Mrs Ansel said her 12-month Acer warranty covered her charger so there are two ways she can try to seek redress.
She must prove she sent back the charger that was supplied by Box. If Acer is wrong and the charger is the correct one for the laptop, under the Sale and Supply of Goods to Consumers Regulations 2002, Acer has to replace or repair it under its warranty.
If, however, Box sent the wrong charger and Acer can prove this, it must give this proof to Mrs Ansel. She can make a claim against Box under the Sale of Goods Act as the goods are ‘not as described’.
Mrs Ansell’s problem is to prove that the charger she sent to Acer is the one that Box included with the laptop. Acer said it was contacting Box about this matter. However we have advised her to get written confirmation herself from Box that it had supplied the right charger. She can then approach Acer with this proof.
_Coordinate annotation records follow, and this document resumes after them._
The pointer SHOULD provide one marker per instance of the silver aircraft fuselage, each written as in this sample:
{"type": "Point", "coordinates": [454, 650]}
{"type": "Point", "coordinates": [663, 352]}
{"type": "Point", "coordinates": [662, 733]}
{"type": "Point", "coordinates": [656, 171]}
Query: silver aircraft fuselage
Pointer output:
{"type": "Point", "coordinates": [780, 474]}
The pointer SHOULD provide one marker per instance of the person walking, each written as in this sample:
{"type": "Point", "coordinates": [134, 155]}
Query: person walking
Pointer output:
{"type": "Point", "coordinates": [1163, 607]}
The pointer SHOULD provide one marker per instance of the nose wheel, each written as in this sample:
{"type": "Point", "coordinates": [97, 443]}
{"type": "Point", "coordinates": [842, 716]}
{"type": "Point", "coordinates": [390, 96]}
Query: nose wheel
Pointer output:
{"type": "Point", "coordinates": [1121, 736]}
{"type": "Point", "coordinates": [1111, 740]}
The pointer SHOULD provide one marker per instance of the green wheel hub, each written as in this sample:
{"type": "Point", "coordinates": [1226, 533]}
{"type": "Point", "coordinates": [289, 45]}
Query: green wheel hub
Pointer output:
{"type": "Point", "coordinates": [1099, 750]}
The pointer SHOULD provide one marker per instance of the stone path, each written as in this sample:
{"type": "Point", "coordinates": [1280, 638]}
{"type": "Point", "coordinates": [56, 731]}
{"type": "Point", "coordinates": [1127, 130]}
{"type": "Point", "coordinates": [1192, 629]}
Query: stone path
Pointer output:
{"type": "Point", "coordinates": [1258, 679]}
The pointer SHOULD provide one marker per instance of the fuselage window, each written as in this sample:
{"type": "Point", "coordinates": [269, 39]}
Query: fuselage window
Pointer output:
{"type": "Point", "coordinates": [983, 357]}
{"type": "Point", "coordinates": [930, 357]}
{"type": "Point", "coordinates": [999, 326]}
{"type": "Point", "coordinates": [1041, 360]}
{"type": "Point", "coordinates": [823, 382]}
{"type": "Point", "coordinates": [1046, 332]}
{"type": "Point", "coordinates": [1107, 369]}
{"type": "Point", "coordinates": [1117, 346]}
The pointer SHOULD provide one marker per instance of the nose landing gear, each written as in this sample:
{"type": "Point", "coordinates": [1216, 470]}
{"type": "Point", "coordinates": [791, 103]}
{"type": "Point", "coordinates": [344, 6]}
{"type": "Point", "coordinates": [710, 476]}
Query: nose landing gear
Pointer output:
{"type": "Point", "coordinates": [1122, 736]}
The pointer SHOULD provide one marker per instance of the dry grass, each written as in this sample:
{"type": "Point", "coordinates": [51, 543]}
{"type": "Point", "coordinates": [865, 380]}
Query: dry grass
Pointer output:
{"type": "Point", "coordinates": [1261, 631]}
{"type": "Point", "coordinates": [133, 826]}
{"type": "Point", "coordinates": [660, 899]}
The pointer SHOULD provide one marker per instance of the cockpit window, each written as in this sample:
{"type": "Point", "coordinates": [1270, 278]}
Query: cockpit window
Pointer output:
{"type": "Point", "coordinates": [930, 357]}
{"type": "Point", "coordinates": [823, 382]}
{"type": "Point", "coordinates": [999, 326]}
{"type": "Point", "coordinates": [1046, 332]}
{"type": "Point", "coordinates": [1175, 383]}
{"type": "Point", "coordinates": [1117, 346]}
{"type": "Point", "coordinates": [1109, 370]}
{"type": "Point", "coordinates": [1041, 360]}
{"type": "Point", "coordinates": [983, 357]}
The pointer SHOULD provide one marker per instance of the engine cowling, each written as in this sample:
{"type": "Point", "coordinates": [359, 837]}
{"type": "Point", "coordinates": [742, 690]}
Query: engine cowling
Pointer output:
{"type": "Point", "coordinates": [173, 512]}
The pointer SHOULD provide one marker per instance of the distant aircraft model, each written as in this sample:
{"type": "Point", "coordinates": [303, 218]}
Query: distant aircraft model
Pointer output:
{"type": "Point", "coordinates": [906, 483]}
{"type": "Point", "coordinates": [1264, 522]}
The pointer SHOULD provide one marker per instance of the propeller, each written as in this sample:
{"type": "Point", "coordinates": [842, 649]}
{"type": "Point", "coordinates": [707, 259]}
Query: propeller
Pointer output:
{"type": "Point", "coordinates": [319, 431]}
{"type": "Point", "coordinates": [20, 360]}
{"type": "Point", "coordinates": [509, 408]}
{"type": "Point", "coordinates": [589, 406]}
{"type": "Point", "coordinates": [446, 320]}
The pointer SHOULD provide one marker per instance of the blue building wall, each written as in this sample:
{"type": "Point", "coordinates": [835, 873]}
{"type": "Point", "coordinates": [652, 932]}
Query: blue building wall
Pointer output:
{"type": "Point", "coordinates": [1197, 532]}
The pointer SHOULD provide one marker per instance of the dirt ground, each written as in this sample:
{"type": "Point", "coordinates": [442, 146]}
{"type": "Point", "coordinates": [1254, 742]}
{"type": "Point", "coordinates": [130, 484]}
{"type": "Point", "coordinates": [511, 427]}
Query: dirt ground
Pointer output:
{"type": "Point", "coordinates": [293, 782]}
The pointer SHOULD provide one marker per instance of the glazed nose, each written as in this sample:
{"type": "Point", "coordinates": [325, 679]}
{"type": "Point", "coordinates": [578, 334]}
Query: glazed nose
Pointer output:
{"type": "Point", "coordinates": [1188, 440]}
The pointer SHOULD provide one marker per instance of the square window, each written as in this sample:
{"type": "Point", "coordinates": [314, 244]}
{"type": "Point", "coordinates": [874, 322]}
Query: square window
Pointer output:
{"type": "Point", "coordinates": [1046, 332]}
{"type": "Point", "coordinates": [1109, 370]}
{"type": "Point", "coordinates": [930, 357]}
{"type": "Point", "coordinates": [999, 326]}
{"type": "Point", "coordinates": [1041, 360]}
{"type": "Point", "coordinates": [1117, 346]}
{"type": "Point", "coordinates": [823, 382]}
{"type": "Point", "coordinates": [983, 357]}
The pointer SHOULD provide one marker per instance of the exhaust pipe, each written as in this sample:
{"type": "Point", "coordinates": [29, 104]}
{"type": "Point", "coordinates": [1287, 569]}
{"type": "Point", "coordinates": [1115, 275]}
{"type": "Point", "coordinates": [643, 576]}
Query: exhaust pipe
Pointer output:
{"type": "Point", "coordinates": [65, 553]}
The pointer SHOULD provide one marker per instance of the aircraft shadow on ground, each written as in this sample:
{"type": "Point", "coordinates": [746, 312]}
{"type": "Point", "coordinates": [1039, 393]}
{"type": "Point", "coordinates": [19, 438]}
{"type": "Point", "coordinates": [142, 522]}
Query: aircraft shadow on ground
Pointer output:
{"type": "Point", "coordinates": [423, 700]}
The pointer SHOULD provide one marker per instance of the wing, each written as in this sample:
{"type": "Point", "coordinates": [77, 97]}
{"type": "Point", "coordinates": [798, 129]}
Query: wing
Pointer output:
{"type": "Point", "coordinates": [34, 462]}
If Box will not provide confirmation, this will be in her favour if she takes the claim forward, as it must disclose relevant information if there is a dispute. Mrs Ansel must also retrieve the charger from Acer to help with her case against Box.
She can then consider her next steps, which could involve the small-claims court if she wished to go this far. Hopefully writing to either company involved will produce a compromise.